2. Ne pas prendre un comportement insensé comme point de départ pour la politique
Pour permettre la politique de localisation et de mobilisation esquissée, il faut opter pour un système de transport prioritaire par région. « Soit soit ». Faire fonctionner tous les modes de transport à la fois comme à Anvers aboutira à un échec. Le déséquilibre en vitesse, en masse, en utilisation de l’espace fait que le piéton, le cycliste et l’utilisateur du transport public mordent la poussière.
Cela revient à instaurer une baisse de vitesse radicale dans tous les centres. La règle générique, c’est 30 km/h. Cela permet de rouler à vélo en toute sécurité sans infrastructure supplémentaire. Cela signifie qu’il faut une priorité absolue pour les bus/trams ponctuels afin d’obtenir une circulation fluide entre et dans les centres. La capacité de parking y est subordonnée. Pas de circulation qui cherche une place, pas de courts trajets en voiture superflus dans les centres : cela diminue le nombre de voitures de près de 50%. Personne ne doit en souffrir, au contraire. On ne peut tout de même pas prendre un comportement insensé (une personne fait des tours en voiture sur des distances de moins d’un kilomètre pour aller chercher du pain à la boulangerie) comme point de départ d’une stratégie.
Tout ceci est-il « anti-voiture »? Non. La voiture est une excellente machine, mais à condition de l’utiliser à bon escient. Aux moments atypiques (le soir…) pour les destinations atypiques, via notre réseau routier à une vitesse adaptée. Cependant, il n’y a pas que les déplacements impulsifs qui tombent sous cette définition, il y a aussi le trafic résidentiel.
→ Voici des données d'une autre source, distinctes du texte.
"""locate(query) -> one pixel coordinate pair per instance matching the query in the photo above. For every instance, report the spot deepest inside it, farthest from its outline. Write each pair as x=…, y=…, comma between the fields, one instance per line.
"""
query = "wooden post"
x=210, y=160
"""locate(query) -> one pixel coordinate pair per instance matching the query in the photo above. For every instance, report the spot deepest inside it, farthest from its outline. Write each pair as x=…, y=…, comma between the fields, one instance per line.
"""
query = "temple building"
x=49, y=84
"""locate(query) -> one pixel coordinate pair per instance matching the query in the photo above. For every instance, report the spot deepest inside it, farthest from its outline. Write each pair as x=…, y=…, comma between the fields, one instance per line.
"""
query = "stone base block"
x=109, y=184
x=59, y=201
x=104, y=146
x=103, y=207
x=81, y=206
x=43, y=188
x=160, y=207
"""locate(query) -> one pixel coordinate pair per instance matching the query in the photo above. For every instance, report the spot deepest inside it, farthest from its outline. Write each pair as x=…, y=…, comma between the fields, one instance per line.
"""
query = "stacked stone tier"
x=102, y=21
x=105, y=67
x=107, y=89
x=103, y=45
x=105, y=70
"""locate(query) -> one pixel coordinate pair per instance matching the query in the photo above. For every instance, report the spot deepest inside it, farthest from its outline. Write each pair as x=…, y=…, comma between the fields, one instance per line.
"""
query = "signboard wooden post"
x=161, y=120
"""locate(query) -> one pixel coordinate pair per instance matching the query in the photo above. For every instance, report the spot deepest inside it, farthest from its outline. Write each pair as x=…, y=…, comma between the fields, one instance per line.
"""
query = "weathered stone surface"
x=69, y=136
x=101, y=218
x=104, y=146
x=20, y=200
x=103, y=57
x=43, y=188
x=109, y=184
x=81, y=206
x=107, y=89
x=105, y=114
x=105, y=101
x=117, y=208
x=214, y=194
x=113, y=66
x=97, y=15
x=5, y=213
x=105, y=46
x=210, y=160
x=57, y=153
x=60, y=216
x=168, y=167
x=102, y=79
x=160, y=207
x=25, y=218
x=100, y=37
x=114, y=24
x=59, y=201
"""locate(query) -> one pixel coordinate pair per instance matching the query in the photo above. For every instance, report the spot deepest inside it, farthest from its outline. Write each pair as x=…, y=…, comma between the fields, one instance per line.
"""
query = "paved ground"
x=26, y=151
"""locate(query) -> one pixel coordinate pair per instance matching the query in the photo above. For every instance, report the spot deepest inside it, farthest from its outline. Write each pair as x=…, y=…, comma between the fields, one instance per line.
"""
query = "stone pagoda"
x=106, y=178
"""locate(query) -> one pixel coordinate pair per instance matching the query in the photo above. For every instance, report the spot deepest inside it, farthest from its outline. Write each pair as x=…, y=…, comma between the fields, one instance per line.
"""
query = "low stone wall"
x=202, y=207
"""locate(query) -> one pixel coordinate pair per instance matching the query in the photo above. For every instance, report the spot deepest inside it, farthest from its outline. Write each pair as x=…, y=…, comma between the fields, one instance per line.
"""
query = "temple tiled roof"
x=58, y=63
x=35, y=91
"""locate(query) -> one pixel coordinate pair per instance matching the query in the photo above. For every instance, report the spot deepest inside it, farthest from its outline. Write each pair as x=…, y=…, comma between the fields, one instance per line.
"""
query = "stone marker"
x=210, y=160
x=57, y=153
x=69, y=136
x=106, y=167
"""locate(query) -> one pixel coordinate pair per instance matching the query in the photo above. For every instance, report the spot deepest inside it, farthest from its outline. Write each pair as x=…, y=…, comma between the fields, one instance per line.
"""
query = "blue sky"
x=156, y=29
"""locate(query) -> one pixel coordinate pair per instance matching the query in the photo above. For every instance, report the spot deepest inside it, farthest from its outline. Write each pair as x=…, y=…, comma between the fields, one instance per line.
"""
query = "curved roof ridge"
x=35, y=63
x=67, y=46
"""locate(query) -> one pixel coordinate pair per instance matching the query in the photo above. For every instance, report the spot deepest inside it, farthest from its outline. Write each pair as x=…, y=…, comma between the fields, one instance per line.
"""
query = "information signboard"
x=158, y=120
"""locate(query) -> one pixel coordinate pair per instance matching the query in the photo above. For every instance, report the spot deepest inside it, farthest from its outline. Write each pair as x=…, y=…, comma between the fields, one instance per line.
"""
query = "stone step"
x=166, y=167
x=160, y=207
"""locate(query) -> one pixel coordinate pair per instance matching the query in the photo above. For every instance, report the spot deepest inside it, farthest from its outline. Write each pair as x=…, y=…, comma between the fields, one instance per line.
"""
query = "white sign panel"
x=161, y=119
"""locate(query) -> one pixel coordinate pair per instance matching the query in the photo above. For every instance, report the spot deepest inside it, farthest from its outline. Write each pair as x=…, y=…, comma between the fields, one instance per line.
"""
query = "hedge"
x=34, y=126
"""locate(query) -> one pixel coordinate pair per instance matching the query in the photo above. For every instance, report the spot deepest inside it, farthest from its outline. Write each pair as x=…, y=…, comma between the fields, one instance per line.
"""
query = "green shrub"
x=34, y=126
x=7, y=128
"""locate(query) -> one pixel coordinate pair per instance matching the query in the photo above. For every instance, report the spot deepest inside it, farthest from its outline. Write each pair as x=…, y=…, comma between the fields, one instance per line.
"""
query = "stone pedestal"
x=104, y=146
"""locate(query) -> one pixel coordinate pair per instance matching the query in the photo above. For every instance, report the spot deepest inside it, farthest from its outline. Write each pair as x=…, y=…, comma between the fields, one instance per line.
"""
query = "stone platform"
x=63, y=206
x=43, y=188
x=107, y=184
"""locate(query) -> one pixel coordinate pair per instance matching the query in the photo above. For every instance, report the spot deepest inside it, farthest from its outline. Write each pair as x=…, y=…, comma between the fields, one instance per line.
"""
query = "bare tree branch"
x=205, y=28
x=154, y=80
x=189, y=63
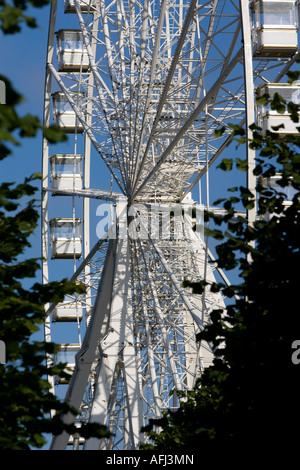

Dans un centre à circulation limitée, votre enfant peut se rendre à l’école sans vous. Et qu’en est-il de ce qu’on appelle « la pression de l’agenda » ? Restons calmes. Chacun peut organiser son temps plus intelligemment, s’il prend le temps de réfléchir. Dans les embouteillages, on dispose de ce temps.
3. On ne change le comportement qu’en récompensant et en sanctionnant
La troisième vérité qui dérange, c’est qu’un comportement se change uniquement en récompensant et en sanctionnant, le miel et le vinaigre. Il n’y a pas de solution indolore pour le problème de bouchons, quel que soit l’empressement des politiciens à ménager la chèvre et le chou.
Cela revient à une politique qui mise sur les facteurs temps, argent, confort et sécurité pour soutenir le comportement indésirable et sanctionner l’indésirable. C’est ce qu’on appelle « responsabiliser ». La périphérie devient chère, et les centres meilleur marché. La taxe kilométrique – et surtout la taxe de l’immobilité – est un bon instrument, outre la différenciation de la tarification fiscale et de coûts d’utilisation. L’empreinte sociétale de votre habitation et de votre comportement de l’espace n’est plus « gratuite ». Cela ne va pas à l’encontre du principe d’égalité qu’on aime invoquer comme défense. Ce n’est pas le cas, car nous habitons différemment, et cela entraîne des conséquences. Notre système actuel « égal » est d’ailleurs vicieusement asocial. L’habitant de la périphérie paie le moins (achat, revenu cadastral, taxe communale…), mais c’est celui qui utilise le plus la route et les centres. Et c’est l’inverse pour l’habitant du centre. Il est grand temps d’y mettre de l’ordre. Voilà qui serait un tax shift.
Le triptyque ci-dessus est-il une utopie? Un fantasme ? Non. C’est la simple description de tout ce que je vois et j’entends dans les pays autour de nous depuis 30 ans. Et dans tous ces pays sans exception de la Scandinavie au Pays basque en passant par la Suisse, l’Allemagne, etc. Bref, Belgique, où restes-tu ? On n’est jamais mieux servi que par soi-même ? Absolument pas. Smart Cities ? Mon Dieu. Nous n’avons plus qu’à espérer « l’avance du retard ». C’est notre spécialité. Bon courage.